(Bloomberg)—U.S. commercial real estate prices are falling as the economic toll of the Covid-19 pandemic worsens -- and the decline is just getting started.
Indexes for office, retail and lodging properties all slipped year-over-year in July, data from industry tracker Real Capital Analytics Inc. show. Transaction volume plummeted to $14 billion across all sectors, down 69% from July 2019.
“The worst is yet to come,” Real Capital Senior Vice President Jim Costello said in a telephone interview. “We’re not seeing the fallout yet of owners selling properties and taking a loss.”
Commercial real estate deals have been in a deep freeze as lenders give borrowers slack to defer payments and landlords are reluctant to drop asking prices. That may change in the next few months as debts mount and the outlook dims for retail, hotel, office and even apartment properties that already suffered from oversupply before the pandemic hammered the U.S. economy.
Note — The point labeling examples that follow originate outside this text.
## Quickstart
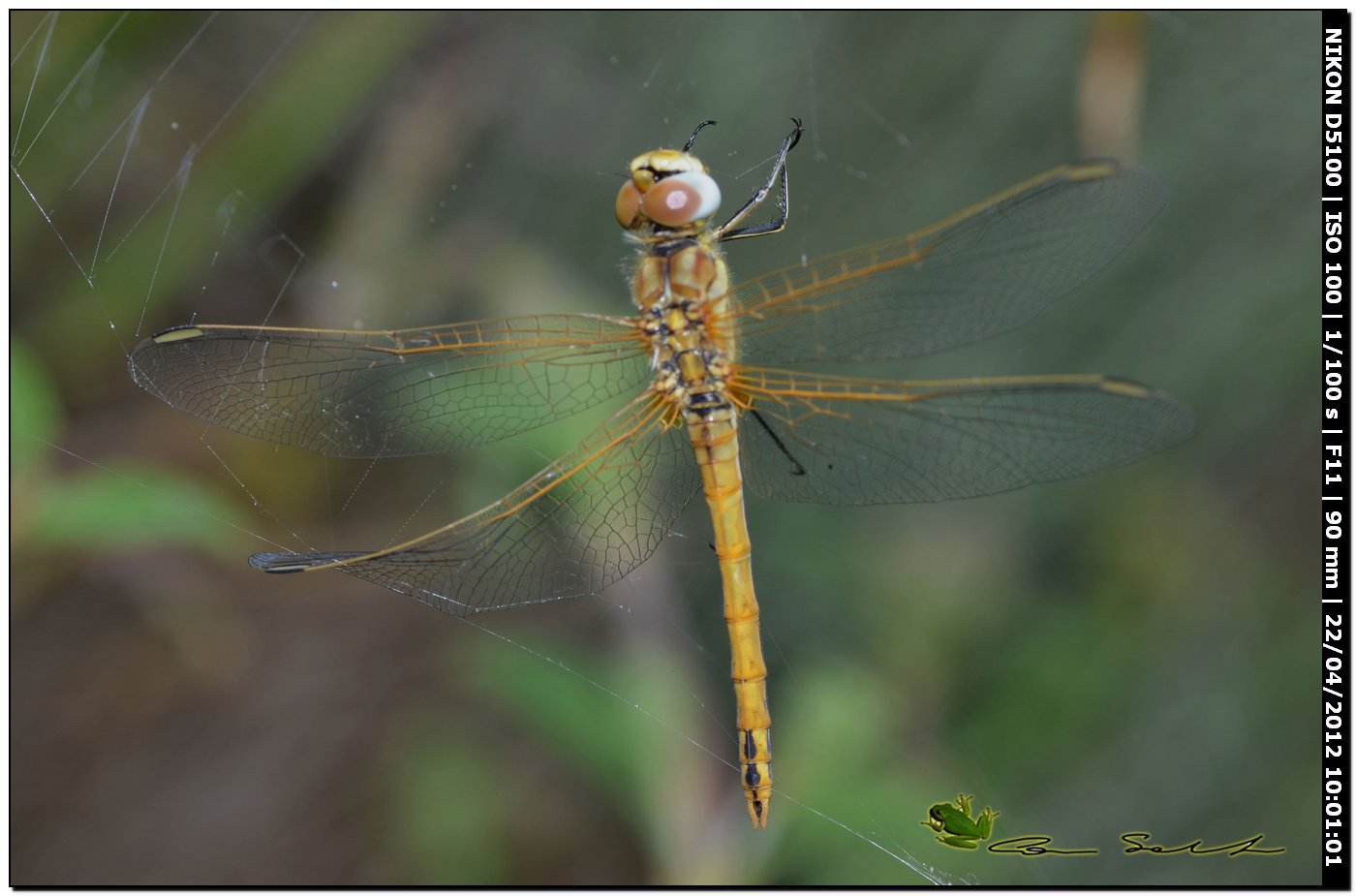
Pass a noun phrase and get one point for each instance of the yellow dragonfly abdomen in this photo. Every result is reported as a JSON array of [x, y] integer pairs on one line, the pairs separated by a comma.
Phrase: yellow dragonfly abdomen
[[705, 367], [681, 285]]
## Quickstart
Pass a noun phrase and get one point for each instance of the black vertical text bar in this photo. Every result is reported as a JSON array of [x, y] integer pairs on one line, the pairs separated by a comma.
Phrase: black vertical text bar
[[1336, 434]]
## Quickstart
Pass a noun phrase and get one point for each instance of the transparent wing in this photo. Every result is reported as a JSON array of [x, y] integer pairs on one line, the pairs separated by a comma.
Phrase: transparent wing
[[849, 441], [979, 272], [572, 529], [389, 393]]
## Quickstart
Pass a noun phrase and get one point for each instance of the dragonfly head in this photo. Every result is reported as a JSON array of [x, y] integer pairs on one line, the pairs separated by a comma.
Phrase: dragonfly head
[[668, 192]]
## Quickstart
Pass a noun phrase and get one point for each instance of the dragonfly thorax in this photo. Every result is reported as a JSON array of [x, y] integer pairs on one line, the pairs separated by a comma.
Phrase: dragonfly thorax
[[682, 291]]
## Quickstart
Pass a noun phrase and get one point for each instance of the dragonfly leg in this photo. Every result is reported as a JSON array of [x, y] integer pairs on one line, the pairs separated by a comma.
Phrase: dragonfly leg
[[727, 231]]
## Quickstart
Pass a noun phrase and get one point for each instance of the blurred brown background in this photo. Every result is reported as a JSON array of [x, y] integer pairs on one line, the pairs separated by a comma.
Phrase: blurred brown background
[[1129, 651]]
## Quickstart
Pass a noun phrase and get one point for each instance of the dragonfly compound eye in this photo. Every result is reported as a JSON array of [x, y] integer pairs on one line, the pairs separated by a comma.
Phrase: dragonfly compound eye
[[680, 200], [628, 205]]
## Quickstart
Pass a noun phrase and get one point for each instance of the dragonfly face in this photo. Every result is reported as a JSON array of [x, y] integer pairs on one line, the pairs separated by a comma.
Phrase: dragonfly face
[[719, 394]]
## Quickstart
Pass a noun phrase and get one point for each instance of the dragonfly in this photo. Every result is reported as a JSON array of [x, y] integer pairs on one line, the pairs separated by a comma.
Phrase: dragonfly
[[724, 386]]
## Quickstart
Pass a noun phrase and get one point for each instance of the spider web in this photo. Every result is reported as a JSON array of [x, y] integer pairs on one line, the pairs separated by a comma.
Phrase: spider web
[[194, 169]]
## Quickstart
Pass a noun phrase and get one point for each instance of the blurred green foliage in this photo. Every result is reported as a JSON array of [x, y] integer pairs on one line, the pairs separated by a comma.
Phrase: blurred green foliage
[[1121, 652]]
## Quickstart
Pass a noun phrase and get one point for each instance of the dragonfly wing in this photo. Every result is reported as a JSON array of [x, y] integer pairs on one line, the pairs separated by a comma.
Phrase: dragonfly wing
[[851, 441], [979, 272], [572, 529], [389, 393]]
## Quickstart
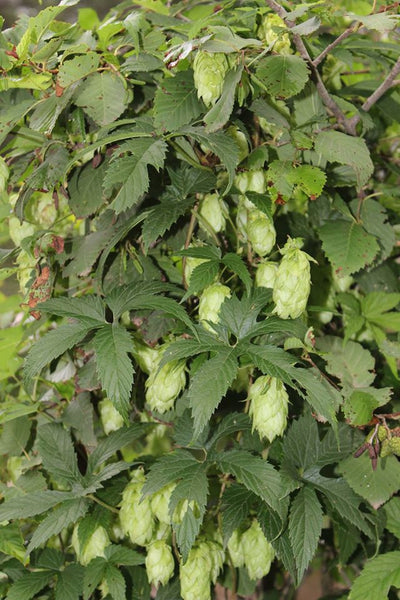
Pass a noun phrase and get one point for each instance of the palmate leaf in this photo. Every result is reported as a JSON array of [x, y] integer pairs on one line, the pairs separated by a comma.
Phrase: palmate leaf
[[112, 344], [209, 384], [130, 172]]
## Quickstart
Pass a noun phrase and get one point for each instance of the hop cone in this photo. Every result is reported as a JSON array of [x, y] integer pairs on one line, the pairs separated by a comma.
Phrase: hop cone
[[210, 303], [136, 517], [209, 72], [195, 575], [266, 274], [293, 281], [268, 406], [258, 552], [159, 563], [110, 417], [260, 232], [95, 546], [164, 386]]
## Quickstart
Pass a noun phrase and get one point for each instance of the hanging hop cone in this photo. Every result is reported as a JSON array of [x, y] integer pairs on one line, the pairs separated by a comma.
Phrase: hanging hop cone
[[268, 406], [159, 563], [293, 281], [258, 552], [136, 517], [209, 72]]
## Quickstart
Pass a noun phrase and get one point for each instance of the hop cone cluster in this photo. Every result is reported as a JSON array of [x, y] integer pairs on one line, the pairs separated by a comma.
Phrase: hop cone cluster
[[293, 281], [268, 406], [209, 72]]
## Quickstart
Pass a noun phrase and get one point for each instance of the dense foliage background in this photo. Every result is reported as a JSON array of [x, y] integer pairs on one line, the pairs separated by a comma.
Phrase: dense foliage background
[[183, 414]]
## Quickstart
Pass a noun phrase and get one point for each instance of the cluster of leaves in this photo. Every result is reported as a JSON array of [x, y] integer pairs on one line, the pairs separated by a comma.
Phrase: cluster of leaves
[[108, 151]]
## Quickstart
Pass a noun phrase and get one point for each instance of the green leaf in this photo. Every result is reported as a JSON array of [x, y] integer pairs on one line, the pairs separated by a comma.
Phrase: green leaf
[[347, 246], [254, 473], [305, 524], [283, 76], [209, 384], [375, 486], [335, 146], [176, 103], [67, 513], [57, 453], [112, 344], [378, 575], [51, 346], [103, 97], [130, 172], [219, 114]]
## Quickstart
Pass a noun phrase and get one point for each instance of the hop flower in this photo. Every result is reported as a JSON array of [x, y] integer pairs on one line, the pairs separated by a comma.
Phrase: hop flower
[[136, 517], [110, 417], [293, 281], [95, 545], [258, 552], [260, 232], [266, 274], [159, 563], [213, 209], [210, 303], [209, 72], [195, 574], [164, 386], [268, 406]]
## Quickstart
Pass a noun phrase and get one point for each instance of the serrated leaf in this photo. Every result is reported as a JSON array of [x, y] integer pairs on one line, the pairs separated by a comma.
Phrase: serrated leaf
[[377, 577], [375, 486], [347, 246], [176, 103], [209, 384], [102, 97], [112, 344], [218, 115], [283, 76], [335, 146], [63, 516], [254, 473], [130, 172], [58, 457], [305, 523], [51, 346]]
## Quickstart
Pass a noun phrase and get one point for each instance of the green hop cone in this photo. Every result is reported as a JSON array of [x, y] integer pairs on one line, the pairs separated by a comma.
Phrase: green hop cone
[[293, 281], [195, 574], [268, 406], [110, 417], [159, 563], [213, 210], [260, 232], [209, 72], [136, 516], [95, 545], [258, 552], [266, 274], [164, 386], [210, 303]]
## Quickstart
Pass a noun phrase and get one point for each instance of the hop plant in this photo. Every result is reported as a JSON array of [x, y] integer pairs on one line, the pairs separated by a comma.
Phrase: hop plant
[[266, 274], [210, 303], [159, 563], [195, 574], [209, 72], [268, 406], [293, 281], [260, 232], [136, 516], [95, 545], [110, 417], [213, 209], [258, 552]]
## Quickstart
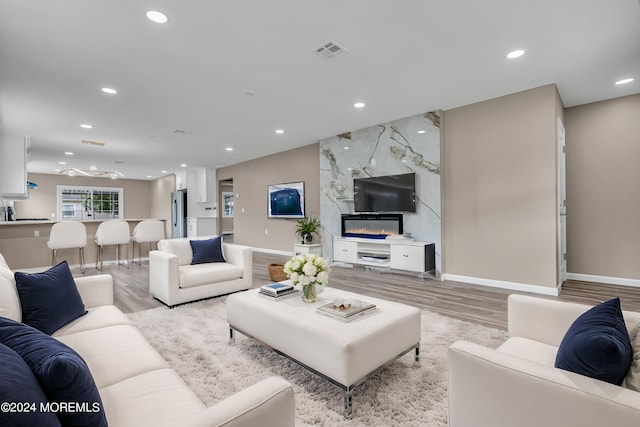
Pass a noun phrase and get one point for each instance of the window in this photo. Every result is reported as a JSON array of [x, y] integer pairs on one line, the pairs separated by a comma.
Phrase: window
[[83, 203]]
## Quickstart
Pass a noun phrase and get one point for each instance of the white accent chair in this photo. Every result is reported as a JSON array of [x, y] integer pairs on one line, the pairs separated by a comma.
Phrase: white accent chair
[[112, 233], [67, 235], [174, 280], [147, 231], [518, 385]]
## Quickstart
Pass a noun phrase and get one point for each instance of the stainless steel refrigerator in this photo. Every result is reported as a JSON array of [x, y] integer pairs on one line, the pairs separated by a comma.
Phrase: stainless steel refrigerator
[[179, 214]]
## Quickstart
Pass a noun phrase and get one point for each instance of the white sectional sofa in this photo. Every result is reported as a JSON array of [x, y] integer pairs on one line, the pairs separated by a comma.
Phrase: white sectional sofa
[[174, 280], [518, 385], [135, 383]]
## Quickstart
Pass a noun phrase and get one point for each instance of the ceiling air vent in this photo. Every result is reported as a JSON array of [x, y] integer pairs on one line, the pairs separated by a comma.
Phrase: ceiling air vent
[[330, 50]]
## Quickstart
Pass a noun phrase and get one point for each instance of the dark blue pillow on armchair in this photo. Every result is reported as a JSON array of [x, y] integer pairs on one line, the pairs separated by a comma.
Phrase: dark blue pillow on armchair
[[19, 386], [597, 344], [62, 374], [209, 250], [49, 300]]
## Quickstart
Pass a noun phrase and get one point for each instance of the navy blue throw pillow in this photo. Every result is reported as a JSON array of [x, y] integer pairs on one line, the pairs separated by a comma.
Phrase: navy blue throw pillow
[[49, 300], [62, 374], [18, 386], [209, 250], [597, 344]]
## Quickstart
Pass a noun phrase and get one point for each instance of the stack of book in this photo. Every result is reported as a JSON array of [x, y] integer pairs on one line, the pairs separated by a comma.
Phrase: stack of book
[[277, 290], [347, 312]]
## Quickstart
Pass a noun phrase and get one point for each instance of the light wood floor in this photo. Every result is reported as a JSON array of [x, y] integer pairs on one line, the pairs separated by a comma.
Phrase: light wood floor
[[479, 304]]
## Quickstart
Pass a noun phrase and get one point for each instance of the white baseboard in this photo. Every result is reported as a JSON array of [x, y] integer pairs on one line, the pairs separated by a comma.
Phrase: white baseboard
[[87, 266], [604, 279], [521, 287], [272, 251]]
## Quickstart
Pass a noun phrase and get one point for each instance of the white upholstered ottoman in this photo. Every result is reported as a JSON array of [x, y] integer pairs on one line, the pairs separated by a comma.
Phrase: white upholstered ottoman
[[344, 353]]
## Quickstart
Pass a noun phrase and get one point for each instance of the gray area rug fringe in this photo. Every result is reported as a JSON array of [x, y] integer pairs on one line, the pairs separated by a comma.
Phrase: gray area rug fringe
[[193, 338]]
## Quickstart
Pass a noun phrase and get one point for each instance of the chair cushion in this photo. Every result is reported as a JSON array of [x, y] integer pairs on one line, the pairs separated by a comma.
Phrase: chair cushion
[[209, 250], [61, 372], [9, 300], [178, 247], [19, 386], [597, 344], [49, 300], [203, 274]]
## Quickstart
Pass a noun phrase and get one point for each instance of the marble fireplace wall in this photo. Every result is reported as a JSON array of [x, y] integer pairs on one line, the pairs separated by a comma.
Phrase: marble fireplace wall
[[407, 145]]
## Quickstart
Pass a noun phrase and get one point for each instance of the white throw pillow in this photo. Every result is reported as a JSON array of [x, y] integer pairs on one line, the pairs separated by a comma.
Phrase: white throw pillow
[[632, 380]]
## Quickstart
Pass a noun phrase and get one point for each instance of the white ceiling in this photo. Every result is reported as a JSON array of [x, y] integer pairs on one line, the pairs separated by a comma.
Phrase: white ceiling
[[405, 57]]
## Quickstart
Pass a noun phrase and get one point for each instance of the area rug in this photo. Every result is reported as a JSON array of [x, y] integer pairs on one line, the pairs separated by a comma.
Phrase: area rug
[[193, 338]]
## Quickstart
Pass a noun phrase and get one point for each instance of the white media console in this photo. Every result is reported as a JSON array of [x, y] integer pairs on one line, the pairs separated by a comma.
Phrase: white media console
[[395, 254]]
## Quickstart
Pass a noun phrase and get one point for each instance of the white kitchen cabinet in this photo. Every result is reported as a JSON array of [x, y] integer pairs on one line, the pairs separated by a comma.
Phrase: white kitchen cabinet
[[197, 227], [13, 166]]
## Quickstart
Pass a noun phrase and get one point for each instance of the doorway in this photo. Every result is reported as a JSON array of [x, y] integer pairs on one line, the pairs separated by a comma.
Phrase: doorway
[[225, 190], [562, 206]]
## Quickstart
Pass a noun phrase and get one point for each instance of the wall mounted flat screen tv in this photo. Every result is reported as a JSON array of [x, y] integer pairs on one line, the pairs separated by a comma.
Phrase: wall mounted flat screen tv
[[286, 200], [391, 193]]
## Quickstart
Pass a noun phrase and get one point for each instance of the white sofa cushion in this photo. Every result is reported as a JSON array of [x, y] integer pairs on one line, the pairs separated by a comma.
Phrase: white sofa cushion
[[202, 274], [9, 300], [96, 318], [178, 247], [114, 353], [534, 351], [155, 398]]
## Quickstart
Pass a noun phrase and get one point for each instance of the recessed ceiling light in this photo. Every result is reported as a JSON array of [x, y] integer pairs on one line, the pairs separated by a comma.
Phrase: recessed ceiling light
[[157, 17], [515, 54], [624, 81]]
“I wouldn’t be surprised if we start to see some of it start to break in September or October,” Costello said.
Hotel prices dropped 4.4% in the year through July, while retail declined 2.8% and offices fell 0.9%, according to Real Capital. Apartment building prices climbed 6.9%, and industrial values rose 8.3%, leading to a 1.5% gain for all property types in the period.
On a monthly basis, industrial prices jumped 0.9% from June, while apartments gained 0.2% and other sectors fell.
The last time office prices slipped year-over-year before the pandemic was January 2011. In central business districts of cities such as New York, San Francisco and Boston, prices started recovering from the Great Recession in the fourth quarter of 2010.
Multifamily prices are starting to diverge as suburban garden apartments lure residents from urban-core buildings that faced pricing pressure even before Covid-19.
Family-forming millennials will drive the shift away from expensive, densely populated cities long after the pandemic’s impact fades, so property values in the suburbs are likely to rebound faster, Costello said.
“The last downturn, suburbs were the laggard,” he said. “This one will be different.”